Stach was among the thousands who battle — and continue to struggle through — diseases caused by their exposure to Ground Zero's dangerous chemicals, which have been directly linked to various diseases and cancers. Going on 16 years, we are losing heroes like Stach. Only eight days into a new year, 9/11 deaths include NYPD Lt. Paul Murphy of Long Island and New York State Trooper Michael J. Anson of Albany County, who was assigned to New York City after Sept. 11, 2001, to aid in the search and recovery efforts. So many more struggle daily with illnesses from their dedicated service.
Stach had earned citations for his bravery on numerous occasions. He was honored for a rescue in July 2009, as a member of Ladder 6 Dragon Fighters, which service Chinatown in Manhattan. According to the FDNY'S "Medal Day Book" that recounts such heroism, Stach made a dramatic rescue at the scene of a five-story tenement fire. Hearing that a tenant may still be trapped in an apartment near the source of the fire, Stach dismantled the door, blocked by debris, and belly-crawled to an unconscious victim, in cardiac arrest, who was literally glued to the floor from melting plastic. It was a dire situation; support had yet to arrive. Stach would not give up. He pried the man free and dragged him out to the hallway. Crews performed CPR on the severely burned man, and he was transported to the hospital, where he later succumbed to his injuries. A statement from the FDNY said of Stach: "He reacted swiftly and decisively in directing his company, as well as demonstrating personal courage by entering a hostile environment in a lifesaving effort."

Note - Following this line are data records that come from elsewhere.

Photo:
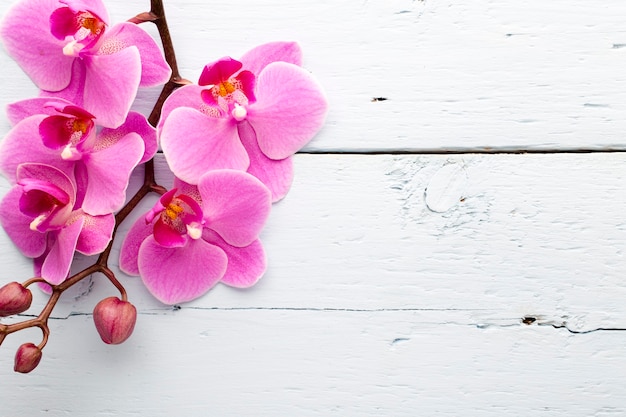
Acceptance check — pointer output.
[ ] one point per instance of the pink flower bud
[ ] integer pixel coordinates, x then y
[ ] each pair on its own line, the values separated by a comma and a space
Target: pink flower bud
27, 358
115, 320
14, 298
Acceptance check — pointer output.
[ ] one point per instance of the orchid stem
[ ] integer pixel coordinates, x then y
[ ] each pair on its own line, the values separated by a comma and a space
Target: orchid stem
157, 16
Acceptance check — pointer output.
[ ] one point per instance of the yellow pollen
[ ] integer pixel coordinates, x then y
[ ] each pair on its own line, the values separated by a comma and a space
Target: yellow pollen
224, 88
80, 125
173, 210
92, 24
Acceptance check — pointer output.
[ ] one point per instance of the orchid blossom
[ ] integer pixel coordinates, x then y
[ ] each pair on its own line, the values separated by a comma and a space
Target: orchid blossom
69, 50
65, 136
196, 236
249, 115
40, 217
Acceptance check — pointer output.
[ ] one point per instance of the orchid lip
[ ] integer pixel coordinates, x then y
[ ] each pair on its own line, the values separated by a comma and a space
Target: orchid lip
239, 113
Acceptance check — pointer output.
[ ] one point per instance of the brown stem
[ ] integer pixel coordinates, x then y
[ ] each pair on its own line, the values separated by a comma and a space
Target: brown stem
157, 16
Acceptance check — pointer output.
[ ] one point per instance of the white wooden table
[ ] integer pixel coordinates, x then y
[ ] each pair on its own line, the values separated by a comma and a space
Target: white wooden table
456, 249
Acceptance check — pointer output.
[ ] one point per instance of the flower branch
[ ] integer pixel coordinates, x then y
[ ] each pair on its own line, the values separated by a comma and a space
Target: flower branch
228, 140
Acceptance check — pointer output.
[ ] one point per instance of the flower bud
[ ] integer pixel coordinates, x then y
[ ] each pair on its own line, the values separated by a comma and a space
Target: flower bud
115, 320
27, 358
14, 298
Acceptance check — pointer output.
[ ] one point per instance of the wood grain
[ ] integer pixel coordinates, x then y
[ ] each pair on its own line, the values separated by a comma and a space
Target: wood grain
411, 272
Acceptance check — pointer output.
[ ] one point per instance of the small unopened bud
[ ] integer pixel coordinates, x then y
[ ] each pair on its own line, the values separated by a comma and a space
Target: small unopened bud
27, 358
14, 298
115, 320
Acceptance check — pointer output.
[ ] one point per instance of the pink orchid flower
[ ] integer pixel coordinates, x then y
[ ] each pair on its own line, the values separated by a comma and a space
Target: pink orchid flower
196, 236
249, 115
69, 50
56, 132
40, 217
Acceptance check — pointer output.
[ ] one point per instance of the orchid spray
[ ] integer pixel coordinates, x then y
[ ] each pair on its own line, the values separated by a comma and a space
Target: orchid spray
228, 140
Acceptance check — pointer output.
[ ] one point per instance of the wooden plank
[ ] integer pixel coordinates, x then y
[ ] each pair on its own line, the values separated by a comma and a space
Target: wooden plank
502, 236
199, 362
458, 75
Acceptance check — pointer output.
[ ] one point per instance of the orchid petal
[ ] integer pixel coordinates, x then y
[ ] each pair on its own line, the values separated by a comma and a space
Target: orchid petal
20, 110
167, 237
193, 144
23, 144
154, 68
25, 32
59, 184
135, 123
74, 92
54, 132
175, 275
256, 59
17, 225
56, 266
95, 234
290, 109
63, 22
186, 96
245, 265
111, 84
108, 171
235, 205
277, 175
129, 252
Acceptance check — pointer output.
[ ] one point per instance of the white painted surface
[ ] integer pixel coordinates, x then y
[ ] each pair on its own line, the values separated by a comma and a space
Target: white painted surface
397, 284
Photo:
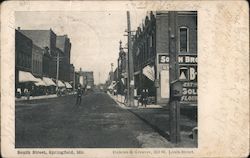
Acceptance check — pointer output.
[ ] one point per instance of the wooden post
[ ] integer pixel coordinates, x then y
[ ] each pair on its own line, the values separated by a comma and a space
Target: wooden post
174, 103
130, 65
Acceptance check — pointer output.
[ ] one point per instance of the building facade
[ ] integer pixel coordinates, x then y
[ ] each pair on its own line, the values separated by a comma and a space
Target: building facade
86, 79
151, 51
37, 61
121, 71
63, 43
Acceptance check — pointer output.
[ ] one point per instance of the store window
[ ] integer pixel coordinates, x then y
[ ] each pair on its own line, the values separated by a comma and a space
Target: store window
184, 41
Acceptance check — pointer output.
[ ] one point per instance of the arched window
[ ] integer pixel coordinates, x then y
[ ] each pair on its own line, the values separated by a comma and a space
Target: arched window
183, 39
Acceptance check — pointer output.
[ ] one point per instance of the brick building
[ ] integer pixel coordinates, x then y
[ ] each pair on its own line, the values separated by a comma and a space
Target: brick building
151, 46
37, 61
23, 61
63, 43
86, 79
121, 70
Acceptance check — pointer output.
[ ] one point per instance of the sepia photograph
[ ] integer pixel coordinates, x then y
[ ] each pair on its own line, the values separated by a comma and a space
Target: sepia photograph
80, 83
127, 79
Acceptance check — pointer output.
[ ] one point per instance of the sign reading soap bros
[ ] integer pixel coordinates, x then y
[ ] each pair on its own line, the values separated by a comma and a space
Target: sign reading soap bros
187, 75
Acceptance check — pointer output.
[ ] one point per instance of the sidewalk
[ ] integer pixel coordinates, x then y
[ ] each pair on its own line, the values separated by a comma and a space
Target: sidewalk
120, 101
40, 97
157, 118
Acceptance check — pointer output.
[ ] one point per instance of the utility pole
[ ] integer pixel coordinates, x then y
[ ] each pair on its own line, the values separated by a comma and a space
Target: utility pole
130, 65
57, 70
174, 103
74, 80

Various illnesses dogged Stach after his exposure. He retired in 2010, after 20 years on the job, much earlier than he had wanted. The Valley Cottage and Nyack school district community rallied around the family, long active in the community. But it was hard for them to be on the other end of charity and assistance. A Go Fund Me effort stated that Jo-Ann would only accept the fundraiser if she could either groom a pet or cook a dinner for any donor.
Last April, fellow FDNY members headed to the family's Valley Cottage home to spruce up the exterior of the home, yard and garden. By then, Stach's illnesses had turned into pancreatic cancer. Rigorous chemotherapy sapped so much of his strength. When he returned home from a treatment, he welcomed the site of his spruced-up home. In standard Stach wit, he told the Daily News: "It pays to know people."
Visitation is scheduled on Thursday, Jan. 11 from 2-4 p.m. and 7-9 p.m. at St. Ann's Church, 16 Jefferson St., Nyack. A service by Nyack Fire Department will take place at 7:30 p.m. Thursday at the church. Funeral services are at St. Ann's in Nyack at 11 a.m. on Friday, Jan. 12, followed by interment at Gethsemane Cemetery, Rockland Lake State Park. Donations in Joe Stach’s memory can be made to the FDNY Family Assistance Unit, 9 MetroTech Center Room 5E-9, Brooklyn, NY 11201. Hannemann Funeral Home in Nyack is handling arrangements.